RELATED: Proteolytic Enzymes: Benefits & Everything You Need To Know

What are Digestive Enzymes?

The category of enzymes with which we are probably most familiar is the one that involves digestion.

The mouth, stomach, pancreas, liver, and intestine produce several enzymes whose job it is to ”break” any foods we eat into usable ingredients.

No matter how much fat it is, no matter how much more cheese, or how much white sugar, how many chemicals, no matter how ”difficult” a food is, your body will try to break it down with the help of enzymes.

Some foods contain huge amounts of digestive enzymes.

Example: apples, corn, watermelon, green peppers, pears, celery, etc. Raw fruits and vegetables. These foods do not require the body to waste energy to produce many powerful digestible liquids in order to turn them into a usable form.

These foods contain all the enzymes necessary for their complete digestion.

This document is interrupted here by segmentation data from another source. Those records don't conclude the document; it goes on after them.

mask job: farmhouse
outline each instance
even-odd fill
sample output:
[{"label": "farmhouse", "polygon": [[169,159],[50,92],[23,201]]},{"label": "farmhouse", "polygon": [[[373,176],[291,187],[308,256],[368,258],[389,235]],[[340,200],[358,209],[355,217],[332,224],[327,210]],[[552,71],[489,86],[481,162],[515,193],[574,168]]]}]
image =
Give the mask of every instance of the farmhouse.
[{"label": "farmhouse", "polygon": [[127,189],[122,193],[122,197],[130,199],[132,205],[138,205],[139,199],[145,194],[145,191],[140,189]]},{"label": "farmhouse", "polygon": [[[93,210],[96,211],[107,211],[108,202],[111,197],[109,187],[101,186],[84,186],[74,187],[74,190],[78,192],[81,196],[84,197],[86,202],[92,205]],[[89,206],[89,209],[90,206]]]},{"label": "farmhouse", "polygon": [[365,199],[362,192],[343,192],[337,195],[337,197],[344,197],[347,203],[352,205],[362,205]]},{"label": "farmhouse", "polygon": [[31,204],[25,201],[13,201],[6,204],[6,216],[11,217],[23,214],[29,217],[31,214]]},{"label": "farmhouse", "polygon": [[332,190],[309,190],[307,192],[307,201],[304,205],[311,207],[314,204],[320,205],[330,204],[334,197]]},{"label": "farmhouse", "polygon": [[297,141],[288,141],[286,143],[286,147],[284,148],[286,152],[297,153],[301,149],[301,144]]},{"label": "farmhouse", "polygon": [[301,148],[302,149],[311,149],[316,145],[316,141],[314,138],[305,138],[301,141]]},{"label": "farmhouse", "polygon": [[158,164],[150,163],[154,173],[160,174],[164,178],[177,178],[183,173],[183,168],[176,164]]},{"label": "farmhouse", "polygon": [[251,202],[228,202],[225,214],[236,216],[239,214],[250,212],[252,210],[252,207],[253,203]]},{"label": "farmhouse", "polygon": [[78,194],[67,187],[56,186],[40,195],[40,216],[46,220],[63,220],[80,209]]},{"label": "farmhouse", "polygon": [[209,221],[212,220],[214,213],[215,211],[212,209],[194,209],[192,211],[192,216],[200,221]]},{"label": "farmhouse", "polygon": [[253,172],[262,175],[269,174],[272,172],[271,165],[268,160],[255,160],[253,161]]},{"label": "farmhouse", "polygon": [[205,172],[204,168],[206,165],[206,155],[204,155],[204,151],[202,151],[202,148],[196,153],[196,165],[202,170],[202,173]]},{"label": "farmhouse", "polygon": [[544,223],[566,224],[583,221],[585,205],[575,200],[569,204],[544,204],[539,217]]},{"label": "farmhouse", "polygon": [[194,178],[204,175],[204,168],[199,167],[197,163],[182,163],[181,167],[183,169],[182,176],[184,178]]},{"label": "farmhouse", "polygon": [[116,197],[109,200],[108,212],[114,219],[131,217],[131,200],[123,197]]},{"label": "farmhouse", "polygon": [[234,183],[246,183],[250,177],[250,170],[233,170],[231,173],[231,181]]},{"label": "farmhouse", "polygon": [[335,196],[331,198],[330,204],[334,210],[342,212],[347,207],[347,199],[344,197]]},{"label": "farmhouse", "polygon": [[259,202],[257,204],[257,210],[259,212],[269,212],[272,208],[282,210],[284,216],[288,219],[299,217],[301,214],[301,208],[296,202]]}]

RELATED: MassZymes 3.0 Review – Is This the Best Enzymes Supplement for Athletes?

Enzymes and Aging

A very clear chain of events links enzyme reduction to the aging process:

  1. Indigestible foods clog the digestive tract.
  2. Blocked foods rot there, and create toxins and free radicals.
  3. Free radicals destroy cells, causing premature aging of tissues. Free radicals attack the membrane of cells, causing them to shrink and dehydrate and subjecting DNA to change from external forces.
  4. Large independent molecules leak into the bloodstream from the intestine, making the blood sticky and preventing normal oxygen distribution in the body.
  5. The cells are forced to starve and thus cause their premature death.

By the way, this is not even controversial – any pathology text mentions bowel leakage syndrome, hypertension, and chronic obstructed circulation as a result of indigestible fats.

Worse still, much of the immune system depends on the circulation of white cells. When the blood is blocked by the indigestible ”mud”, these cells cannot circulate.

Result: decreased immune function and Aging.

Fifty years ago, at the home of a man who had died, they had to prepare the body immediately after death because it would rot soon. Today there is no such rush.

After a lifetime of preservatives, spices, artificial additives, hydrogenated fats, and hard fats the modern corpse can remain for a few days without decomposing. As Henry G. Bieler said, we’ve managed the mummify the living.